Dan banyak dalil-dalil dari al-Kitab dan as-Sunnah berkenaan dengan wajibnya mendengar dan taat kepada pemerintah dalam keadaan senang maupun susah, sempit maupun lapang, sampai-sampai beliau  bersabda:

 

Dengar dan taatlah, walaupun ia mengambil hartamu dan walaupun ia mencemeti punggungmu”.

Kita juga dilarang menjelek-jelekkan pemerintah, mancaci-maki dan mencela mereka.

Diriwayatkan dari anas bin Malik radhiyallahu anhu, ia berkata, “Para pembesar shahabat Rasulullah  telah melarang kami dari mencela pemerintah kami dan jangan kalian bermuslihat kepadanya dan jangan kalian bermaksiat kepadanya, bersabar dan bertakwalah kepada Allah Ta’ala karena sesungguhnya perkaranya dekat”.

 

Dalam lafal yang lain; “Pembesar-pembesar kami dari para shahabat Rasulullah  melarang kami dari mencaci-maki pemerintah kami…”

 

(Dahulu Abul Harits ash-Shaigh pernah mendatangi al Imam Ahmad, ia (Abul Harits) berkata; Saya bertanya kepada Abu Abdillah (al Imam Ahmad) tentang sesuatu yang terjadi di baghdad dan masyarakat berkeinginan untuk memberontak. Maka saya katakan; “Wahai abu Abdillah, apa pendapatmu memberontak bersama mereka?”

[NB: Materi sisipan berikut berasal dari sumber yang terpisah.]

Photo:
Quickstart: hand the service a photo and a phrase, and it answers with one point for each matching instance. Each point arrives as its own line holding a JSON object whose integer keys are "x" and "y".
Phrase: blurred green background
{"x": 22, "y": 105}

Maka al Imam Ahmad mengingkari perbuatan seperti ini kepada mereka, ia berkata; Subhanallah! Hati-hati! Darah! Darah! Saya tidak berpendapat demikian dan tidak memerintahkan kepda yang demikian. Bersabar di atas kondisi kita sekarang masih lebih baik daripada fitnah, disaat fitnah darah-darah akan ditumpahkan, harta-harta akan dirampas dan kehormatan wanita-wanita tidak ada harganya lagi. Tidak tahukah kalian seperti apa manusia dalam kondisi fitnah?

Saya katakan, “Manusia sekarang, bukanlah mereka dalam kondisi fitnah wahai Abu Abdillah?!”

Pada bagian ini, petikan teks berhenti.